In this article, we will be building an Image-to-speech pipeline that can eventually serve as a backend for a visual assistant application.
To convert an image to speech, two Steps:
- Image to Text, and
- Text to Speech
For Image to Text, we will be using OpenAI Vision, and for Text To Speech, we will be using Amazon Polly.
We will first take a look at how each individual parts work. We will then combine what we have to create a Lambda function as well as an API Gateway integration to handle binary files directly.
The overall architecture will look like below.
Update 2024.04.03: I just realized that I can basically use Bedrock instead of OpenAI to perform the exact same task so I have also added a little section to show yo how to convert image to text using Bedrock.
If you don’t have time to read through this article, you can also just grab the source code from my GitHub!
Let’s get started!
Image to Text
Our text should
- describe the image
- summarize the content ff the image is a document, article, or a form.
I have tried to see if I can use Amazon Textract + Sagemaker to do it (so that I can keep everything within AWS), but obviously required more works than needed.
As you might know me by know, I hate hard work so we will be using OpenAI Vision for this task.
We will be using gpt-4-vision-preview
model and the images are made available in two ways:
- a link to the image, or
- the base64 encoded image directly.
Obviously, we don’t want to make the image public.

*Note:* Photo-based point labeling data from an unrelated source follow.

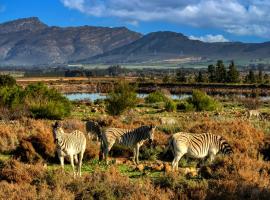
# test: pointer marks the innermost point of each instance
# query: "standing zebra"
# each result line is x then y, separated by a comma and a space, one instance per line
197, 146
93, 130
133, 138
69, 144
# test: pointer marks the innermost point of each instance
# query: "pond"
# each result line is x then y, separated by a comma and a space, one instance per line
95, 96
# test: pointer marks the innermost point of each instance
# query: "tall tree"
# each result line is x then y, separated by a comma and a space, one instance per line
199, 78
233, 74
250, 77
220, 72
211, 73
260, 76
180, 76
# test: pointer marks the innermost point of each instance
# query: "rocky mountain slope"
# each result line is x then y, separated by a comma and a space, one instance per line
30, 42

Therefore, we will be passing in base64 encoded image directly in our request.
There are size requirements for the image that we need to conform to. The short side should be less than 768px
and the long side should be less than 2000px
.
Here are some functions for image manipulation. Some of those are for local testing, while others will actually be used in the lambda function we will be creating later.
Covert a local image to base 64 encoded format
import base64
def encode_image(image_path):
with open(image_path, "rb") as image_file:
return base64.b64encode(image_file.read()).decode('utf-8')

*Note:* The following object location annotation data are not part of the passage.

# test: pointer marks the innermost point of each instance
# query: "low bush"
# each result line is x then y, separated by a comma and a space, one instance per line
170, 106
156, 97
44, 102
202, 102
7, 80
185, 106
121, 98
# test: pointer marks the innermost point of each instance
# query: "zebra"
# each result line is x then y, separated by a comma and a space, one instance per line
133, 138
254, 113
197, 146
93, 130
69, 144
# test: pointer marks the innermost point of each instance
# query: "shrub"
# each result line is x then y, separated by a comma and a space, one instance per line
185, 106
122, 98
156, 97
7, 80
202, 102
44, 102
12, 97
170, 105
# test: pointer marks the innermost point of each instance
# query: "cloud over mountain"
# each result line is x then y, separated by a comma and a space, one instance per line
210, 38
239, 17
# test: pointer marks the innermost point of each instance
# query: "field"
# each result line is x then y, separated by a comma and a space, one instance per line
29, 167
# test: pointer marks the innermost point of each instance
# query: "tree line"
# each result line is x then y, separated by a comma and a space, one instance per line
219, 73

Resize an Image for requirements
from PIL import Image
def resize_image(img: Image):
image_resize = img
if (image_resize.width > image_resize.height):
while (image_resize.width > 2000 or image_resize.height > 768):
image_resize = image_resize.resize((image_resize.width // 2, image_resize.height // 2))
else:
while (image_resize.height > 2000 or image_resize.width > 768):
image_resize = image_resize.resize((image_resize.width // 2, image_resize.height // 2))
return image_resize
Process the Image
This function will take in a base64 encoded image string (for the original image), resize the image to the required size, and output the base64 encode for the resized image.
We will also be returning the image format as we will need it in our API Call.
from io import BytesIO
def process_image(base64_image_string: str):
img = Image.open(BytesIO(base64.b64decode(base64_image_string)))

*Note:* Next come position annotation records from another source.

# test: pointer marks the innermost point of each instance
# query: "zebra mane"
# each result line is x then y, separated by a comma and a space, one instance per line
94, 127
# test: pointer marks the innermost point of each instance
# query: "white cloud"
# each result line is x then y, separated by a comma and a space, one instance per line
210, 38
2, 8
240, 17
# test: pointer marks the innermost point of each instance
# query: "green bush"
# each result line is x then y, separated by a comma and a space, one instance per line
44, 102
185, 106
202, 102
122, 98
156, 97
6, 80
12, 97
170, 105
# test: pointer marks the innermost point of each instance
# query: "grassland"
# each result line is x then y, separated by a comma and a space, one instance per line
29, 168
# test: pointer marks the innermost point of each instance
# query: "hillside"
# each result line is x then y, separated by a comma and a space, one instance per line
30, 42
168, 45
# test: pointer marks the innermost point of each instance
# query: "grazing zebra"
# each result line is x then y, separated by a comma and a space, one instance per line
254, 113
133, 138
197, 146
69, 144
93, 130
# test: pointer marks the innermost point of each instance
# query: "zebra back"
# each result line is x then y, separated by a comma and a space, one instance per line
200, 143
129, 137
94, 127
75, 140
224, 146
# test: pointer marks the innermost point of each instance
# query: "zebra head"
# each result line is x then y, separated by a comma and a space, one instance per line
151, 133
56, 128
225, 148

img_resize = resize_image(img)
buffered = BytesIO()
img_resize.save(buffered, format=img.format)
return (img.format, base64.b64encode(buffered.getvalue()).decode('utf-8'))
Describe the Image
Now, let’s ask OpenAI to describe the image and summarize the content. I will use a local image here for testing purpose.
Here is just the pre-processing using the functions above.
Yes!!! I love Pikachu!!!
image_path = "./pikachu.jpg"
base64_str = encode_image(image_path)
image_format, base64_image = process_image(base64_str)
And here is the actual request.
from openai import OpenAI
client = OpenAI()
response = client.chat.completions.create(
model="gpt-4-vision-preview",
messages=[
{
"role": "system",
"content": [
{
"type": "text",
"text": "You are a visual assistant."
}
],
},
{
"role": "user",
"content": [
{
"type": "text",
"text": "Describe the image within 50 words. If the image is a document, article, or a form, summarize the content within 50 words."
},
{
"type": "image_url",
"image_url": {
"url": f"data:image/{image_format};base64,{base64_image}",
},
},
],
}
],
max_tokens=300,
)
I have added a little system prompt and a word limit to the request.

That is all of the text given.